The Giants’ coach is nicknamed ‘Colonel Coughlin’, and for good reason. When he took the head coaching position in 2004, he was scrutinized for fining players if they were two minutes early for a team meeting. His response was, “They should’ve been at least five minutes early”.
Coughlin’s militaristic approach should come as no surprise. Former New York head coach Bill Parcells mentored Tom when, under him, Coughlin commanded the Giants wide receivers back in the late 1980s. Parcells is also a strict disciplinarian. As the Vice President of Football Operations for the Miami Dolphins in 2008, he was known as the ‘Football Czar’.

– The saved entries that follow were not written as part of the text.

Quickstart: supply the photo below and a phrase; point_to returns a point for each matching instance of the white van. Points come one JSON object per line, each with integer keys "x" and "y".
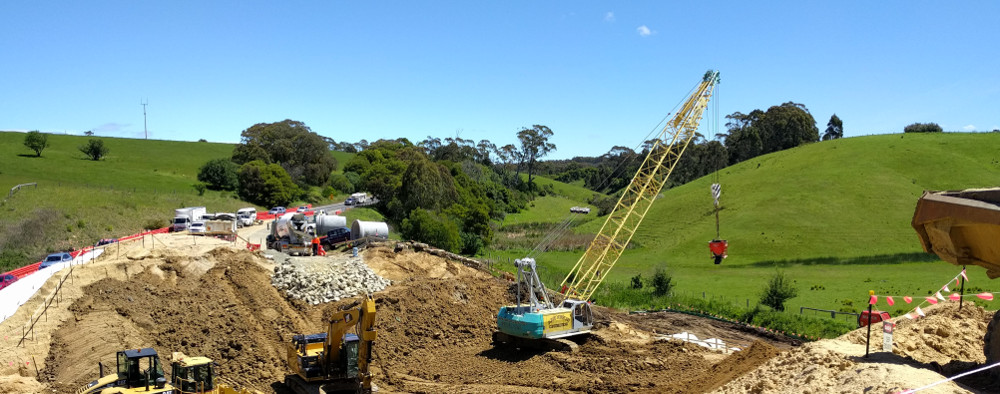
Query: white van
{"x": 246, "y": 216}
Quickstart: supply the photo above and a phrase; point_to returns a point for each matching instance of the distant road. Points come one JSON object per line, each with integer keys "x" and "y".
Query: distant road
{"x": 258, "y": 234}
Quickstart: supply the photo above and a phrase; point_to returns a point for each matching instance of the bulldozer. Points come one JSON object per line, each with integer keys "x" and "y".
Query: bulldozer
{"x": 963, "y": 228}
{"x": 140, "y": 371}
{"x": 337, "y": 360}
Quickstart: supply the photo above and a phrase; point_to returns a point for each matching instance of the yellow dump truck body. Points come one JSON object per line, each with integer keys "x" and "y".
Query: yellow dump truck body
{"x": 962, "y": 227}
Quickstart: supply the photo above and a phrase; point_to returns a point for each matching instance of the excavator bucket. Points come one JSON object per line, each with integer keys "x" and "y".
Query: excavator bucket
{"x": 962, "y": 227}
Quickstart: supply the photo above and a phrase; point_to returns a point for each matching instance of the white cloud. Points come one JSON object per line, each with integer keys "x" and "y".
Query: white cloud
{"x": 112, "y": 127}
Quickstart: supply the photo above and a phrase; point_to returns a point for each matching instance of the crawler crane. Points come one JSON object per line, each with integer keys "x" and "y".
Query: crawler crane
{"x": 538, "y": 322}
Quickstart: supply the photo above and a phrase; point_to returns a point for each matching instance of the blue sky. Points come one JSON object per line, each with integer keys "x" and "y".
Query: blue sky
{"x": 599, "y": 74}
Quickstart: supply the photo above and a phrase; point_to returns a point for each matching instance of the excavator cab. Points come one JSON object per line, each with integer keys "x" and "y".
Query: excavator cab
{"x": 193, "y": 375}
{"x": 140, "y": 368}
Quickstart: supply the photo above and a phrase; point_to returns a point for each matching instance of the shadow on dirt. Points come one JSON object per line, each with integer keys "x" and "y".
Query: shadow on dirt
{"x": 510, "y": 354}
{"x": 880, "y": 259}
{"x": 979, "y": 382}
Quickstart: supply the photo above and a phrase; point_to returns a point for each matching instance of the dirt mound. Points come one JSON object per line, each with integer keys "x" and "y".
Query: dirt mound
{"x": 946, "y": 334}
{"x": 228, "y": 314}
{"x": 435, "y": 326}
{"x": 407, "y": 264}
{"x": 825, "y": 367}
{"x": 19, "y": 385}
{"x": 435, "y": 336}
{"x": 732, "y": 367}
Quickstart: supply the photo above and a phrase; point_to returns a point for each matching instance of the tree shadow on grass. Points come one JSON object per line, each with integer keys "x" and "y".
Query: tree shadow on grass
{"x": 880, "y": 259}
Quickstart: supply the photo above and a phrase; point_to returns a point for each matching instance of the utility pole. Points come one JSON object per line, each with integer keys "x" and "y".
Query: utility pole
{"x": 144, "y": 129}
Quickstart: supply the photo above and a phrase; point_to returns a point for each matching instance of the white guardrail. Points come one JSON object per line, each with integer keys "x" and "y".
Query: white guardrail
{"x": 18, "y": 293}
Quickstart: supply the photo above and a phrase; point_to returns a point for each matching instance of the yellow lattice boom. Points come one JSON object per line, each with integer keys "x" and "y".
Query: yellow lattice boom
{"x": 624, "y": 219}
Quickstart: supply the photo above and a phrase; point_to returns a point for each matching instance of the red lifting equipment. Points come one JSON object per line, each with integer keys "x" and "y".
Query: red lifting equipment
{"x": 718, "y": 248}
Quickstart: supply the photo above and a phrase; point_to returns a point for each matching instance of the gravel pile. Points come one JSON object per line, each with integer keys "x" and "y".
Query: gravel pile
{"x": 317, "y": 280}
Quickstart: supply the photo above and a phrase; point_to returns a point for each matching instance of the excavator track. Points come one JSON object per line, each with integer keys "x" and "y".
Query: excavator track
{"x": 547, "y": 344}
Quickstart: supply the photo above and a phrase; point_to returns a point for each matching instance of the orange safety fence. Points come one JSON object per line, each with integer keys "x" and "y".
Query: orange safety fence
{"x": 33, "y": 267}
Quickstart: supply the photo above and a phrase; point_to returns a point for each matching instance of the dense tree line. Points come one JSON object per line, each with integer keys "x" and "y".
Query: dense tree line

Colonel Coughlin was born in Waterloo, NY, which led me to search for parallels between him and Napoleon Bonaparte. The former French Emperor was eventually defeated in The Battle of Waterloo. I was surprised at what I found.
Napoleon was the first leader of France to bear the Emperor title in almost a century. His predecessor in title was Charles the Fat. Coughlin’s predecessor, Parcells, was nicknamed the ‘Big Tuna’ as coach of the Giants due to his body shape.
Once surrounded by the Seventh Coalition forces, Napoleon didn’t stand up and fight valiantly; he tried to escape with a carriage full of jewels. The Giants have won four Super Bowls and Parcells and Coughlin each have possession of two of the rings. Ironically, they were won in both coaches’ fourth and eighth seasons at the helm.
Bonaparte was counting on Emmanuel de Grouchy (fitting name) to overcome the attack of seven united armies. Coughlin is counting on Eli Manning to overcome the Chiefs defensive front seven.
Parcells was New York’s head coach for 10 years. This is Coughlin’s tenth season with the Giants. Some fans are already calling for his head. Could Arrowhead Stadium ultimately be his final stand, his “Waterloo,” if you will?
Napoleon held off his forces attacking the English until noon due to soggy conditions. In retrospect, it gave the Prussian army time to get into position and is considered the biggest mistake of the battle.
There’s a 50 percent chance of rain in Kansas City on Saturday night. Soggy ground or not, there’s going to be a war in the Chiefs kingdom on Sunday. Don’t be late. (If you’re a Giants fan, I’d be at least five minutes early.)